Living clean
A couple weekends ago I was camping with my brother and one of my best friends. My friend was an addict on and off for at least a dozen years and has now been clean for four. He’s one of the funniest, most insightful people I know. Hearing his stories about getting clean are a nice bonus to getting an extended lease on a friendship you weren’t sure would come back.
We were sitting around the campfire as he talked about his experience with a number of different rehab facilities and philosophies — inpatient and out, The Salvation Army and the Army (where he enlisted at 22), Narcotics Anonymous and Alcoholics Anonymous. Today, unsurprisingly and like me, his church is the ocean and his gospel is singing whatever the wind and swell charts put on his page. The distance from day-to-day treatment probably helps his perspective on what actually works for people like him who had been to rehab more than ten times.
AA, as he described it, is about abstinence from using, telling people not to drink or do drugs. NA’s motto is “Living Clean,” a thing to do.
It reminded me of some feedback I got from my old creative director pal Zaid, on a brief we were working on for Volkswagen. One of my teammates and I had an idea we liked that depicted what the car wasn’t (a temptation for many brands, and especially challengers trying to change how people think about the category). We’d identified a space but hadn’t named and described it. Whether he was genuinely on board or just being a generous friend, Zaid’s feedback was along the lines of “Ok, but tell me what it is.”
Strategy is like advice, good directions, a filter, or a motto — it’s an easy-to-remember shorthand for what to do. Clear directions like “live clean” give a filter that can flex to fit many phases of life. Rather than being a hard and fast rule, it’s a guide each person can internalize. What is “living clean” to me, today?
It makes you think about the outcome rather than the obstacle you want to swerve around, as you go from trying not to use to trying to figure out what this new life is. Working hard and treating your friends and family well are also expressions of clean living. It’s pretty relatable to non-addicts like me, who also want to continually challenge ourselves to be better.

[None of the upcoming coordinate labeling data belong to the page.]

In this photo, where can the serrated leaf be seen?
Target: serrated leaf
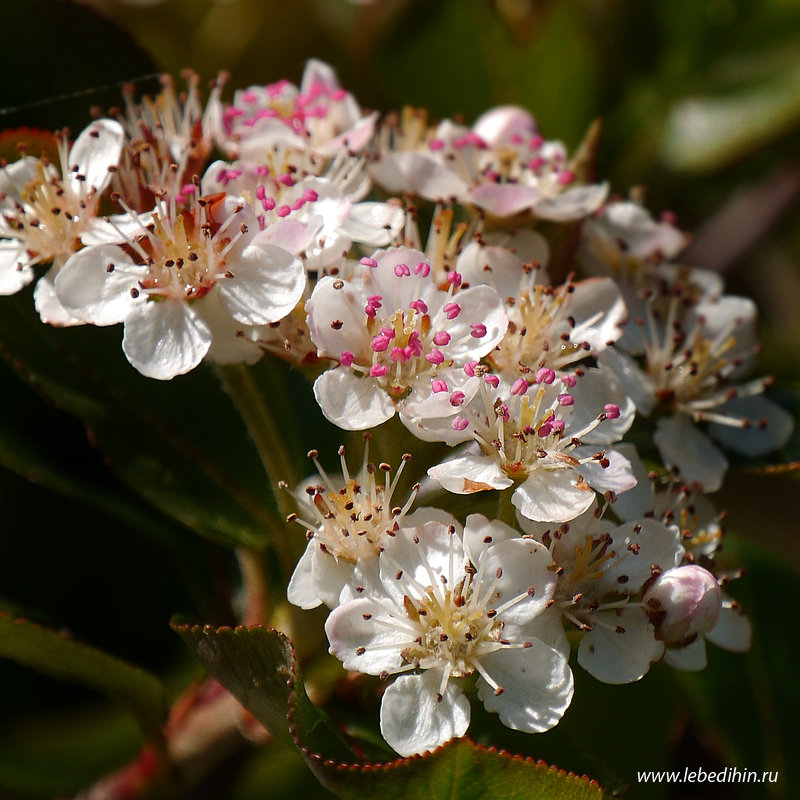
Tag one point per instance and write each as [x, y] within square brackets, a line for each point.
[63, 658]
[459, 769]
[257, 665]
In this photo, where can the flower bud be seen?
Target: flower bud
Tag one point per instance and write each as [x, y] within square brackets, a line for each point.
[683, 603]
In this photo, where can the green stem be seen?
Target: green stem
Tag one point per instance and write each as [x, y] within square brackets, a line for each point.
[266, 433]
[256, 586]
[506, 512]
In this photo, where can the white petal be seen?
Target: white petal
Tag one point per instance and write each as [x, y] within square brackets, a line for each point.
[164, 339]
[617, 477]
[684, 447]
[374, 224]
[497, 125]
[327, 307]
[352, 403]
[592, 392]
[419, 173]
[46, 302]
[268, 283]
[467, 474]
[636, 384]
[479, 304]
[599, 312]
[691, 658]
[330, 575]
[553, 495]
[537, 687]
[574, 203]
[92, 293]
[15, 175]
[301, 591]
[97, 148]
[503, 199]
[14, 270]
[413, 720]
[769, 430]
[655, 544]
[523, 566]
[361, 641]
[228, 346]
[480, 532]
[614, 657]
[436, 559]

Describing what not to do can be helpful (I’m sure there are plenty of examples from inside advertising and outside), and it definitely seems to be the message a lot of people need to stay away from substances. What works for someone isn’t going to work for everyone; my friend emphasized that in sharing his perspective.
But the point stands for writing briefs. When trying to tell someone where to go, start with directions.